Où sont les privés ?

Toujours est-il que les bonnes volontés font ce que l’argent ne peut faire. Cependant, nul ne possède une baguette magique pour désamorcer la crise. Le «miracle tunisien» qu’on avait, toujours, vanté à outrance n’est qu’une allégation mensongère. Dérisoire, en effet, de croire encore à l’Etat-Providence. Son rôle s’est réduit à gérer ses fonds de gestion et accorder ses violons sur un partenariat public-privé. Corrompu, le système de gouvernance n’est pas en mesure de satisfaire toutes les demandes additionnelles d’emploi.

La balle est dans le camp des privés qui devraient s’engager à investir plus dans des projets à forte employabilité. Emploi-développement, l’équation est d’autant plus complexe qu’elle incarne le défi de la croissance. Cela veut dire, sans détours, qu’un point de plus dans le PIB est l’équivalent d’environ 20 mille postes d’emploi à pourvoir. Ceci dépend de cela. Soit, d’après les experts, quelque 100 mille emplois exigent, en moyenne, un taux de croissance égal à 5%. Parlons-en, ainsi plus de 600 mille chômeurs est un chiffre de trop. Cela nécessite une remobilisation des moyens.

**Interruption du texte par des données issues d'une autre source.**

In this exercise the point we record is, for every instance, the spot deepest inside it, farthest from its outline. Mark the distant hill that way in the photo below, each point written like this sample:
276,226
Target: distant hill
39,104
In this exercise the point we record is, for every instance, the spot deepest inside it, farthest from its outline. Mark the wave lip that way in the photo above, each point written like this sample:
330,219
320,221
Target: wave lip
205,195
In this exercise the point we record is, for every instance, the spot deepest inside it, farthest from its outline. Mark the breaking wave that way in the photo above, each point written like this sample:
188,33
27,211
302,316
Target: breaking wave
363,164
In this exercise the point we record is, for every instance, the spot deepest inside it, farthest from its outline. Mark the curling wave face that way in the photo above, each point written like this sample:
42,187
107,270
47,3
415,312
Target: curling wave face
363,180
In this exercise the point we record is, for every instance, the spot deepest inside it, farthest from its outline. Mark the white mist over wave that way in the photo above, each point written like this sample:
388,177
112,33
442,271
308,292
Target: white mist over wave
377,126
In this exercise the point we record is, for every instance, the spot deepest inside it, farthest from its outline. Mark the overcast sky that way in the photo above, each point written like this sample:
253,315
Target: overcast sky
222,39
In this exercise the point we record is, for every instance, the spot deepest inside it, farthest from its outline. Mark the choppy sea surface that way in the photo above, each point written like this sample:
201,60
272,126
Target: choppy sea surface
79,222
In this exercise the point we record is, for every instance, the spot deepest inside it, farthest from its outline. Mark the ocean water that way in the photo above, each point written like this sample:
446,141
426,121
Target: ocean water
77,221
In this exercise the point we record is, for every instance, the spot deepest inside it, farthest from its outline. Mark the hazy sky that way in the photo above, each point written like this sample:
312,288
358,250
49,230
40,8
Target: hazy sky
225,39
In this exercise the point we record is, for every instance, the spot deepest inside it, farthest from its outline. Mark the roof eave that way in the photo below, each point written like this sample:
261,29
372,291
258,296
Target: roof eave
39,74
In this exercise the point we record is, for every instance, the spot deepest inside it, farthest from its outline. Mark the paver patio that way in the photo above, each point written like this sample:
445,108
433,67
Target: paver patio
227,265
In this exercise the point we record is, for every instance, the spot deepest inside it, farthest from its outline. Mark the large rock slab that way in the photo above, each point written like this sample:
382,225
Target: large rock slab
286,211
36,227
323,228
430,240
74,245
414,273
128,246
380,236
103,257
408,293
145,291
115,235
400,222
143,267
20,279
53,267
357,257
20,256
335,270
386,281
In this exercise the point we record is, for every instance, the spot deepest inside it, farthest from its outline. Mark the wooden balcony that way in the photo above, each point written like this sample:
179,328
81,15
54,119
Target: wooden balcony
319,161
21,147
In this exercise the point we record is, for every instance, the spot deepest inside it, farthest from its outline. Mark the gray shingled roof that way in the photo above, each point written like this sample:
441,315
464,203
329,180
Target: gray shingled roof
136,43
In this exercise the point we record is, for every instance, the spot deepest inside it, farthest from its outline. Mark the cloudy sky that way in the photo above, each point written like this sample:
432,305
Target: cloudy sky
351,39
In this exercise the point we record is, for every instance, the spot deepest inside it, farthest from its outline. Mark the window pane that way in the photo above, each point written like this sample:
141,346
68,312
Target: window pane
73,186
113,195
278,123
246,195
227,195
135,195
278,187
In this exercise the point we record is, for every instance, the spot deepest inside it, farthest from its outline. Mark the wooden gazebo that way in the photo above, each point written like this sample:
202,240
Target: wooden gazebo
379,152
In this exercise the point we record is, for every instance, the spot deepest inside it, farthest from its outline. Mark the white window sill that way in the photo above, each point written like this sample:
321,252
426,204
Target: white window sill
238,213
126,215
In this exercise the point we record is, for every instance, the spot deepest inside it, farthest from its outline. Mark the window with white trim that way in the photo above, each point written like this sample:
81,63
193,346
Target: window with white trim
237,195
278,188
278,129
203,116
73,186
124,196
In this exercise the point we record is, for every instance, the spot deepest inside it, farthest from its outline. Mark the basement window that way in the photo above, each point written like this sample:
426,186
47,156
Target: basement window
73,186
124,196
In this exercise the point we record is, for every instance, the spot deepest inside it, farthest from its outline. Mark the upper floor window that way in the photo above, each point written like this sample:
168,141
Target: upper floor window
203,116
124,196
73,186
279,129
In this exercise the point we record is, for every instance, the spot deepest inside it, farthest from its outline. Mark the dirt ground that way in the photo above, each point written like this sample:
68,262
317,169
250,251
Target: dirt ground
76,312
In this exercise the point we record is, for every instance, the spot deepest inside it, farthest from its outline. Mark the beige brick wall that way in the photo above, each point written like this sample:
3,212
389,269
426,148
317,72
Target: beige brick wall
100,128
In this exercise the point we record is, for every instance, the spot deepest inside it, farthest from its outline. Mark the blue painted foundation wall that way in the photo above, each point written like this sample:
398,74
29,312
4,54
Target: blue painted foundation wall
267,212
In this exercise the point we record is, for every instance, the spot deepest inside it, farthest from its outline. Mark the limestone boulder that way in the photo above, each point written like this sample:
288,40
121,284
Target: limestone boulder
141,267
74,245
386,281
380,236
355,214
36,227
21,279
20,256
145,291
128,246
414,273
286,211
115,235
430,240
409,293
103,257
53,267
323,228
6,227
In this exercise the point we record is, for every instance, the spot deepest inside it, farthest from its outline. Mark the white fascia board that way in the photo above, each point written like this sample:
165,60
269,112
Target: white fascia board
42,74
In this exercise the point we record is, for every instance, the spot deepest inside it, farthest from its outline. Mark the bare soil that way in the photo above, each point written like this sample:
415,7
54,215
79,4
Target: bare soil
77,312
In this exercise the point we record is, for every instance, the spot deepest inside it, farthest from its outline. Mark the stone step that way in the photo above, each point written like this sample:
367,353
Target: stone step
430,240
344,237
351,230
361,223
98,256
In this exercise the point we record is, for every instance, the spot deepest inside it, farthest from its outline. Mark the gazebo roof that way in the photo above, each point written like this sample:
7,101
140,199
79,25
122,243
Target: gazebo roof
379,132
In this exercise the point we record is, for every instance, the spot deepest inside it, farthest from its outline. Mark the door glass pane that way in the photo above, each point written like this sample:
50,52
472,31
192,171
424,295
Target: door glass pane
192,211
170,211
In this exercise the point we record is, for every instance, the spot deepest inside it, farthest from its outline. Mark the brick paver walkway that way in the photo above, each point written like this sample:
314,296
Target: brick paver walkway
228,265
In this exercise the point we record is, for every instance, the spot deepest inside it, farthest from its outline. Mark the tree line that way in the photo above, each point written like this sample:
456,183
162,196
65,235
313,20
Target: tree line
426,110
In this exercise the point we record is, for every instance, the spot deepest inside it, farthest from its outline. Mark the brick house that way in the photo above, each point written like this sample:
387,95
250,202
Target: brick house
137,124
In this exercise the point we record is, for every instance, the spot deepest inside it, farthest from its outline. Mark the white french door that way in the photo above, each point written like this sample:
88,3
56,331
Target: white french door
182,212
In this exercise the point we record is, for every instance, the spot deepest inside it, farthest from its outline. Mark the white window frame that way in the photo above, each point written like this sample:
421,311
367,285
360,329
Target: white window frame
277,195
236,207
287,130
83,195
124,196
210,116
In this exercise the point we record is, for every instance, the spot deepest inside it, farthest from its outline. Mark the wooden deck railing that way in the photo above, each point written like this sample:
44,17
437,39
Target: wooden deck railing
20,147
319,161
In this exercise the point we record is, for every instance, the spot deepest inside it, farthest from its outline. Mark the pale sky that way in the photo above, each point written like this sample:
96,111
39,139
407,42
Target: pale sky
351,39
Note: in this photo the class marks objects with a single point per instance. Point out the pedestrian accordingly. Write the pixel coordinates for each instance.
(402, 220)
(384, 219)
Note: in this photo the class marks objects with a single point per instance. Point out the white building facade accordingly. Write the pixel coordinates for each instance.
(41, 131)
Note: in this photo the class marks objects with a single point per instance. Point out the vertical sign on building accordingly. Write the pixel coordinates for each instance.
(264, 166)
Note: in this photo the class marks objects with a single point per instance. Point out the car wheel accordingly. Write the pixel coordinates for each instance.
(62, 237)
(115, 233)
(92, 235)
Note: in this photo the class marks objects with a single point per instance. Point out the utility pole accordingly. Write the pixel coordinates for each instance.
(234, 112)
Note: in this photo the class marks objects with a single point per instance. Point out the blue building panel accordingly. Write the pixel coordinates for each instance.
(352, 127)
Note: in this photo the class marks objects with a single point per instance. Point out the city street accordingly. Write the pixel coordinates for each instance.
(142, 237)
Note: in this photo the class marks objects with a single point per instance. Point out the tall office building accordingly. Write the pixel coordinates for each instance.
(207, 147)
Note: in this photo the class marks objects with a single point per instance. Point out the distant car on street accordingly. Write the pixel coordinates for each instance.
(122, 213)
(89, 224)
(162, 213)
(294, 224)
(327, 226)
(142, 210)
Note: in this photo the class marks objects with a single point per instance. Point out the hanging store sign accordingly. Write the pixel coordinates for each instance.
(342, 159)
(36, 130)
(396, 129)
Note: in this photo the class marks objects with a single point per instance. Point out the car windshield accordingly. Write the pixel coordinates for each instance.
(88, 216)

De ce fait, la mentalité d’assisté devrait également changer. Un emploi à la merci de la fonction publique le doit aussi. Le compter-sur-soi, avec le soutien de l’Etat et d’autres mécanismes d’appoint, serait bien le sésame de l’avenir. Cela trouve sa justification dans le Pacte social tripartite, signé le 14 janvier 2013, entre le gouvernement d’une part, l’Ugtt et l’Utica, de l’autre. Cela dit, l’emploi décent était mis en avant, en tant qu’attribut social, mais aussi un droit acquis. Et constitutionnellement garanti. D’ailleurs, le syndrome du chômage fut présenté comme un mal structurel. Un cumul massif des sans-emploi qui est essentiellement à l’origine des facteurs d’ordre politique, économique et éducatif. Entre la formation des compétences et les besoins pressants des entreprises, il y a inéquation qui a duré pour longtemps. C’est que l’école tunisienne, jadis un véritable ascenseur social, demeure une fabrique de chômeurs. D’autant que l’appareil productif s’est trouvé dans l’incapacité de générer davantage de projets à fort potentiel d’emplois. Et encore moins d’opportunités d’intégration dans le marché du travail. Une sorte de système machiavélique hostile à l’esprit solidaire.

L’économie solidaire

est-elle une solution ?

Et là, l’économie solidaire et sociale semble avoir un apport considérable en matière de développement. Gisement, jusque-là, non exploité, elle n’en représente que moins de 1%, selon les statistiques de l’Ugtt. A ce niveau, certains acteurs de la société civile ont souligné que «la réflexion sur un modèle de développement alternatif ne doit se passer de l’épargne et de l’économie solidaire et sociale». Leur impact sur la généralisation de postes d’emploi et la promotion des régions les plus démunies n’est plus à démontrer. De même, le Forum tunisien pour les droits économiques et sociaux a défendu ce choix. Mais, pour lui, le gouvernement doit prendre son courage à deux mains et finir avec l’emploi précaire. Les ouvriers des chantiers en avaient trop souffert. Il est aussi question de dénicher de nouvelles opportunités d’insertion dans la vie active. L’essentiel consiste à apporter des solutions concrètes au problème du chômage, à travers une vision qui soit claire et lucide.